Every Sunday, without fail, my father would be in the backyard by four in the morning. I'd find him there when I woke up — standing in the dark with a cup of black coffee, one hand resting on the smoker like it was an old friend. He never said much at that hour. He didn't need to.
The brisket was always ready by five in the afternoon. Eleven, sometimes twelve hours of oak smoke. He'd pull it off, let it rest under a tea towel for thirty minutes, and then slice it at the table with a long knife that had belonged to his own father. Nobody else was allowed to use that knife.
I asked him once, when I was maybe fourteen, to write the recipe down.

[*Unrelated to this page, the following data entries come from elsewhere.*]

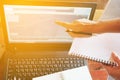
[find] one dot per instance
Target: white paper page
(99, 47)
(80, 73)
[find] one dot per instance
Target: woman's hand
(114, 71)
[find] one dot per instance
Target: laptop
(35, 44)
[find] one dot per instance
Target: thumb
(116, 58)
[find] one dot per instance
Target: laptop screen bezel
(41, 3)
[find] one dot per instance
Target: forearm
(107, 26)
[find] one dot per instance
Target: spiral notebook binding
(94, 59)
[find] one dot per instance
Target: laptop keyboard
(27, 68)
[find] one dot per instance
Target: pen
(85, 33)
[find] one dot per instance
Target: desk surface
(95, 73)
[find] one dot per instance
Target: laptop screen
(27, 23)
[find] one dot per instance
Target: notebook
(97, 48)
(71, 74)
(32, 37)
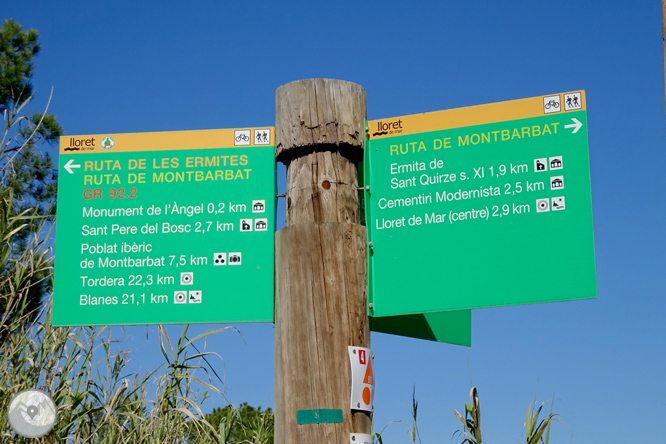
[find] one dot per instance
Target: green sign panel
(174, 227)
(480, 207)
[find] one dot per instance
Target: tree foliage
(245, 424)
(28, 178)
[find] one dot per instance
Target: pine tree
(28, 179)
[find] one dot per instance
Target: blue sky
(161, 66)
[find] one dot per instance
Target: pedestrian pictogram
(572, 101)
(262, 137)
(551, 104)
(242, 137)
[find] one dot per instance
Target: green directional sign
(480, 207)
(173, 227)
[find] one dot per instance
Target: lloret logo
(78, 144)
(384, 128)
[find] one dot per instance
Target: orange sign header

He looked at me like I'd said something very strange. "What would I write?" he said. "You're standing right here." I didn't understand what he meant until much later.
He died in the spring of 2021. I made the brisket for the first time myself that autumn, for his birthday, just to feel close to him. I stood in my own backyard at four in the morning with a cup of black coffee and my hand on the smoker. I didn't measure anything. I just watched the smoke and tried to remember everything he'd done with his hands.
It was right. It tasted exactly right. I cried for the first time since the funeral. My kids watched from the back door, confused and a little worried. I told them their grandfather had taught me. They asked where he was. I said: right here.
I make it every year on his birthday now. And every year, I don't measure a single thing.